Вроде бы мне удается худо-бедно овладеть собой, но связно думать я по-прежнему абсолютно не в состоянии. То есть еще куда менее в состоянии, чем раньше…
Я хромаю, волоча шнурки, по коридору, не в силах посмотреть на дверь справа от меня, — дохожу до его конца (четыре шага), до второй комнаты. Никого. Больше комнат в квартире нет. Я зачем-то возвращаюсь на кухню. Она прямо-таки завалена, загромождена солнцем. В приоткрытое окно несутся детские вопли, собачий лай, лязг тарелок у соседей. Желудок мой снова медленно скручивается, будто из него выжимают воду, — тошнота идет вверх под напором. Я напрягаюсь — она приостанавливается… нехотя рассасывается… не до конца.
Я смотрю на стол. Загаженный, заляпанный, засыпанный крошками… На секунду мелькает: эта кухня и этот стол в желтом электрическом освещении, тусклом из-за напластований табачного дыма под потолком… Все плывет в глазах… И чья-то рожа напротив меня, потная, красная, с невменяемыми белыми глазами и разинутым плюющимся ртом… Кто? Нет, не помню…
Три стакана. Два одинаковых — пошире; один, тоже круглый, — поуже и повыше, заполненный бычками. Одна табуретка валяется на боку. Возле ножки стола на линолеуме — россыпь пепла, окурков и фарфоровых осколков.
(Задетое неверным уже движением приспособленное под пепельницу блюдце летит на пол — блля… А, хер с ним… Я ищу, куда стряхнуть сигарету, он обводит стол мутным взглядом, сует мне пустой стакан: «Все равно он дезертировал…» Докурив, я бросаю незатушенный бычок на дно и долго слежу за идеально вертикальной струйкой белого дыма, пьяно думая: кадр!..)
Сколько нас тут было? Кто на станции сел на электричку, а кто вместе со мной поехал сюда? И куда это — сюда?..
Медленно я поворачиваюсь. Медленно ковыляю обратно по коридорчику. Кошусь на блевотину. Останавливаюсь напротив первой комнаты. Поднимаю взгляд.
Он лежит в полуметре от двери, лицом в пол, головой ко входу, чуть наискось, как-то неуклюже подвернув руки. Широченная, почти черная лужа — уже засохшая, уже пятно… и щедрый, брызгчатый, обтекающий мазок на стене, на светлых выцветших обоях… Очень, очень много крови — густо, сыро воняющей…
В глазах у меня темнеет. Нет! Нет… Я не отрублюсь… Мотаю башкой. Фокусирую взгляд.
Нож. Нож валяется на полу рядом с трупом — кухонный нож с черной пластиковой рукояткой, с длинным, широким, блестящим, испачканным лезвием. Я поднимаю к глазам левую руку. На подушечке большого пальца — маленький подсохший порез.
(— …Попробуй, — скалясь, он сует мне рукоятку. — Осторожней!.. — Но я уже шиплю и облизываю палец.)
На нем голубые джинсы, сильно вытертые на заду, и белая майка. У него бритый затылок, он длинный и худой, и я его знаю. Одновременно — узнаю и вспоминаю.

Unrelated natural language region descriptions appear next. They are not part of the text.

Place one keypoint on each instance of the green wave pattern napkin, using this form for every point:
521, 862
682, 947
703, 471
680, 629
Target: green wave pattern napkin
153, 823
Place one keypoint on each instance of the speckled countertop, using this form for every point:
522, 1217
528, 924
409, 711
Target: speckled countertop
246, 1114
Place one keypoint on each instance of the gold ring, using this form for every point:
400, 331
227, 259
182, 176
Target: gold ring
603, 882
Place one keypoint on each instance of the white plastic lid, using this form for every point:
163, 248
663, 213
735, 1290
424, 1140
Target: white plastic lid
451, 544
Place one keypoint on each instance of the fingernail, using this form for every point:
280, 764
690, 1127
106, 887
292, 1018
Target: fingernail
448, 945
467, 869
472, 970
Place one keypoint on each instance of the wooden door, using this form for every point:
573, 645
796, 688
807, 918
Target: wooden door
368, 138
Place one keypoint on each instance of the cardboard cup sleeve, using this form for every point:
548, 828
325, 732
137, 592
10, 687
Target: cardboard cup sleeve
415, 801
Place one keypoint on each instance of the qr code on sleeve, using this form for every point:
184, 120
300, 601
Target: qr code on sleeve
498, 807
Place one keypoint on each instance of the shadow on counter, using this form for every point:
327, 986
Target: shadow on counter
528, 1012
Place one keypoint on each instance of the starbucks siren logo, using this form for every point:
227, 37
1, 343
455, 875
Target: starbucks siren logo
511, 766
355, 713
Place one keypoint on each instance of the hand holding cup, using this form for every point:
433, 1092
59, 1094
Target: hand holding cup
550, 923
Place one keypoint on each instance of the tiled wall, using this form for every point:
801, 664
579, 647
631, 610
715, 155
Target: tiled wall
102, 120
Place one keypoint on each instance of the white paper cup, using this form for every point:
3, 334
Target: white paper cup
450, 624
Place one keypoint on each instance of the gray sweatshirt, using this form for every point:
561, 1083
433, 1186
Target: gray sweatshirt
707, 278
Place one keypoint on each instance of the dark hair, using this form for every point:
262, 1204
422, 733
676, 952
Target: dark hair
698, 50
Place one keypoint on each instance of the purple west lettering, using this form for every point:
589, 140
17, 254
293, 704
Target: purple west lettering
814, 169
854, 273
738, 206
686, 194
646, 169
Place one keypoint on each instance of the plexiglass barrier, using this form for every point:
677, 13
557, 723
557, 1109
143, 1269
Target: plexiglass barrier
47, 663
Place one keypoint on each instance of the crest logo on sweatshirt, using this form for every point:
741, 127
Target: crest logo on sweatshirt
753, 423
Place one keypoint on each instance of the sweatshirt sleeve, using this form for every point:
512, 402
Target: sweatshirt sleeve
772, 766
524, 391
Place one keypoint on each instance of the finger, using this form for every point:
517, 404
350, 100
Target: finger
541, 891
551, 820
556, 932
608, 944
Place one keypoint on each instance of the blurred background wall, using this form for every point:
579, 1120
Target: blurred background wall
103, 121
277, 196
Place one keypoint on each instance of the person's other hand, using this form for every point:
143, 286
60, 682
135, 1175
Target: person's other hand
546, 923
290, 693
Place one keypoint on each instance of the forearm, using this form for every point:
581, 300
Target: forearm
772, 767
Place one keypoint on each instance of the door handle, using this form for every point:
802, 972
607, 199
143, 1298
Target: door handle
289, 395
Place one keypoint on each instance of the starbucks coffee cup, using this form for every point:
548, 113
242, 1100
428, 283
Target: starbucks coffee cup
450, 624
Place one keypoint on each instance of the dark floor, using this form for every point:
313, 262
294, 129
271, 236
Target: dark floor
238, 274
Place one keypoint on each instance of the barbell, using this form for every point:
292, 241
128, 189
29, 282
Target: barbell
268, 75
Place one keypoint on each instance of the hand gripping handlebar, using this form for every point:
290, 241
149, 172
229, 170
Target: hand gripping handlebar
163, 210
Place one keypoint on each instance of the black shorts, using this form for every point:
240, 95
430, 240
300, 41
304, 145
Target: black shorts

Ник. Никонов Русел. Это он орал что-то мне ночью на кухне. Это его нож и его хата. Это к нему мы ехали на маршрутке со станции. Это его в компании с кем-то еще мы встретили по дороге в Юрмалу.
С кем? С кем еще?
Снова отступив в коридор, я стискиваю голову обеими руками, пытаясь вспомнить, — и в этот момент над самым ухом яростно, оглушительно, бесконечно, беспощадно грохочет звонок.
Звонок в дверь.
5
— Кого еще видел?
— А! Андрюху встретил Силецкого. Случайно совершенно, прикинь. В «Синдбаде». Знаешь «Синдбад»?
— Это где?
— На Никитском, что ли, бульваре. Меня туда Маринка повела — и вдруг бах: Андрюха. С девицей своей новой.

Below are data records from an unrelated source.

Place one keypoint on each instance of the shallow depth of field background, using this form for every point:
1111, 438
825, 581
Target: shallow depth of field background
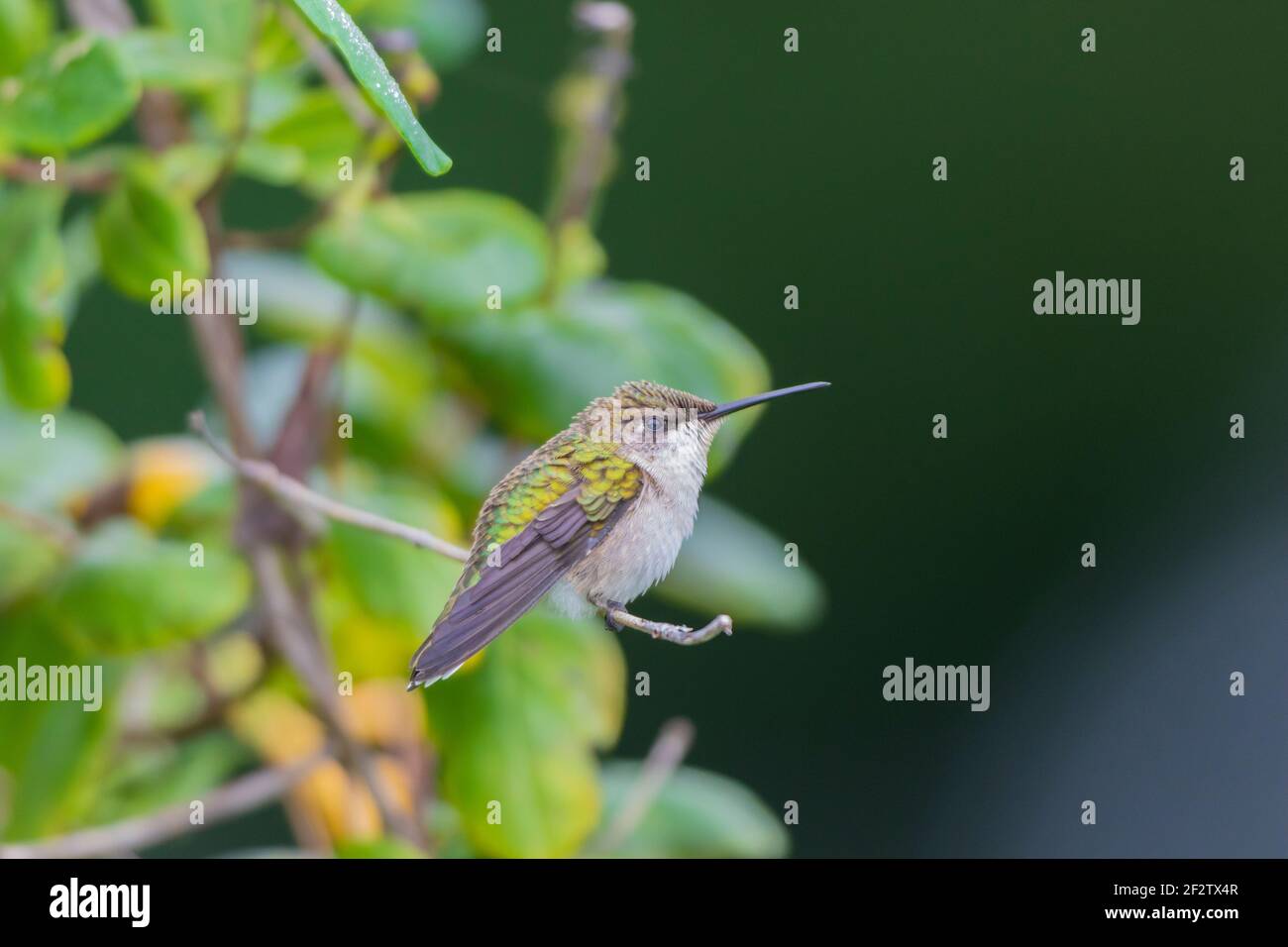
814, 169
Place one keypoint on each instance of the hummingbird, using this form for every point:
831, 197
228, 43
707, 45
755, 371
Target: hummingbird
593, 517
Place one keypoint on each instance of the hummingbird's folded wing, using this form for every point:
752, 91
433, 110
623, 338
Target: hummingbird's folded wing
514, 578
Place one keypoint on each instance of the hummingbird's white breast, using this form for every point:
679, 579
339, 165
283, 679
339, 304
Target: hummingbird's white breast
645, 541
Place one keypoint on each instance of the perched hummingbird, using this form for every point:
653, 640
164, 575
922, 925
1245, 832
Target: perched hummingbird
593, 517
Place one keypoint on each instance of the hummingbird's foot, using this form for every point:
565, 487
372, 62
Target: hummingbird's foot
609, 621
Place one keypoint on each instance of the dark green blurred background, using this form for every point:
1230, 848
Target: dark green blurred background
915, 298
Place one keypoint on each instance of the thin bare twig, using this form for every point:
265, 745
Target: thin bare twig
299, 646
239, 796
664, 758
677, 634
295, 493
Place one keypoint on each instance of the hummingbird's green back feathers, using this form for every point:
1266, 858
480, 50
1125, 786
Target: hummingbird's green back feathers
536, 523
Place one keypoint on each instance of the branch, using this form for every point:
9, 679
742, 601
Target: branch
299, 646
296, 495
237, 797
677, 634
664, 758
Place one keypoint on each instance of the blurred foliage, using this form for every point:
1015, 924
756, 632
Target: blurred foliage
124, 556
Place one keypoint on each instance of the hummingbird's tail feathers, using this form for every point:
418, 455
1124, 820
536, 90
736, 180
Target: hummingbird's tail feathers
510, 582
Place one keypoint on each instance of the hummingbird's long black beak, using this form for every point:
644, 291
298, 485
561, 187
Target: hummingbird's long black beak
730, 406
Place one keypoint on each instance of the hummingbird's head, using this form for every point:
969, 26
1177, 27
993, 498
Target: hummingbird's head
665, 429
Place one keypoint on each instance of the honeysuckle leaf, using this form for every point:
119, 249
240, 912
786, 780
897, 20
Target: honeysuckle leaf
696, 814
67, 97
335, 24
516, 735
449, 252
128, 590
146, 232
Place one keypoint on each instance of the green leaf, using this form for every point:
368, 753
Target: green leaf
25, 27
518, 731
68, 97
42, 474
304, 146
735, 566
27, 557
331, 20
128, 590
33, 282
54, 753
226, 26
385, 592
447, 31
153, 777
147, 232
439, 250
539, 367
163, 59
697, 814
376, 848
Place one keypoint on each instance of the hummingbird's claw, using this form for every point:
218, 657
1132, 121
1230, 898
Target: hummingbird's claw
609, 622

— И чего Андрюха? Где он сейчас?
— Да в страховой какой-то компании… По-моему, страховой…
— А кем?
— Ну, юристом.
— А, да, он же юрист. Как башляют?
— Ну, мы об этом не говорили, но я думаю, нормально башляют… Иначе хрен бы Андрюха там работал!

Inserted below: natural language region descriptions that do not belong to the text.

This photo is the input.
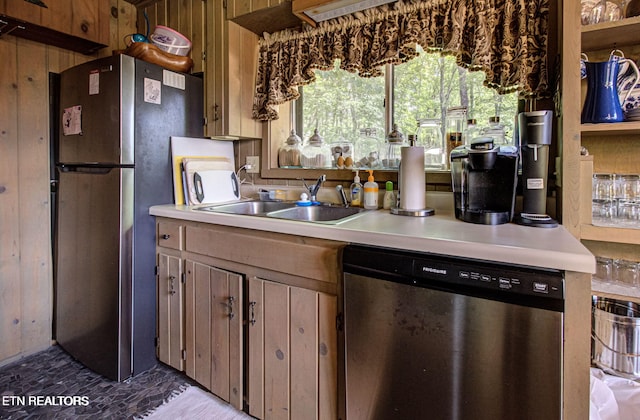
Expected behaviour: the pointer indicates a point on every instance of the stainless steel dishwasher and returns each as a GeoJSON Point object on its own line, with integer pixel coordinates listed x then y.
{"type": "Point", "coordinates": [435, 337]}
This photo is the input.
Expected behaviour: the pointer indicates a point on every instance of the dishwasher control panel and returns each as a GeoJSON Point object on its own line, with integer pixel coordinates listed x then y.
{"type": "Point", "coordinates": [512, 279]}
{"type": "Point", "coordinates": [505, 282]}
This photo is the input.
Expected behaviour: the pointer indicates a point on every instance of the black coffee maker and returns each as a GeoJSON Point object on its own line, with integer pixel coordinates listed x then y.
{"type": "Point", "coordinates": [534, 132]}
{"type": "Point", "coordinates": [484, 179]}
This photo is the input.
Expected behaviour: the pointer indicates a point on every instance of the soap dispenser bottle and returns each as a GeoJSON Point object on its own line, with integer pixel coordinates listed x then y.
{"type": "Point", "coordinates": [389, 199]}
{"type": "Point", "coordinates": [370, 192]}
{"type": "Point", "coordinates": [356, 191]}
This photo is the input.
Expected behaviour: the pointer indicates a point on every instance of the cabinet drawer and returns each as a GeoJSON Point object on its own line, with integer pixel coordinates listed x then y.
{"type": "Point", "coordinates": [311, 258]}
{"type": "Point", "coordinates": [170, 235]}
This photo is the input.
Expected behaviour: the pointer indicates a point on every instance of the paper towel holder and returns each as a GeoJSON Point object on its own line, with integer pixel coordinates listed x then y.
{"type": "Point", "coordinates": [408, 212]}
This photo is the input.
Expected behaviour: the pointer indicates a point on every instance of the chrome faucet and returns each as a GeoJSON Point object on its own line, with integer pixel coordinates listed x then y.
{"type": "Point", "coordinates": [313, 191]}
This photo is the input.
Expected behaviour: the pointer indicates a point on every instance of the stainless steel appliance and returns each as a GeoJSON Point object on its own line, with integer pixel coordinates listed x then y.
{"type": "Point", "coordinates": [429, 336]}
{"type": "Point", "coordinates": [484, 177]}
{"type": "Point", "coordinates": [113, 161]}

— С девицей он был, говоришь? Че за девица?
— О, девица та еще. Некая Ксюха. Страшна как моя жизнь, но понты, понты! Настоящие такие московские. Хотя сама несколько лет как из Питера.
— Ну как водится… Кто она вообще?
— Коллега, блин. Кинокритик. Но это якобы по большей части уже в прошлом, это для нее так, «забавы молодости» — с таким, знаешь, пренебрежительным видом… Сейчас она сценарии сериалов пишет. «Мера пресечения», «Хранитель», чего-то еще…
— «Хранителя» я как-то смотрел серии полторы. Бредятина полная.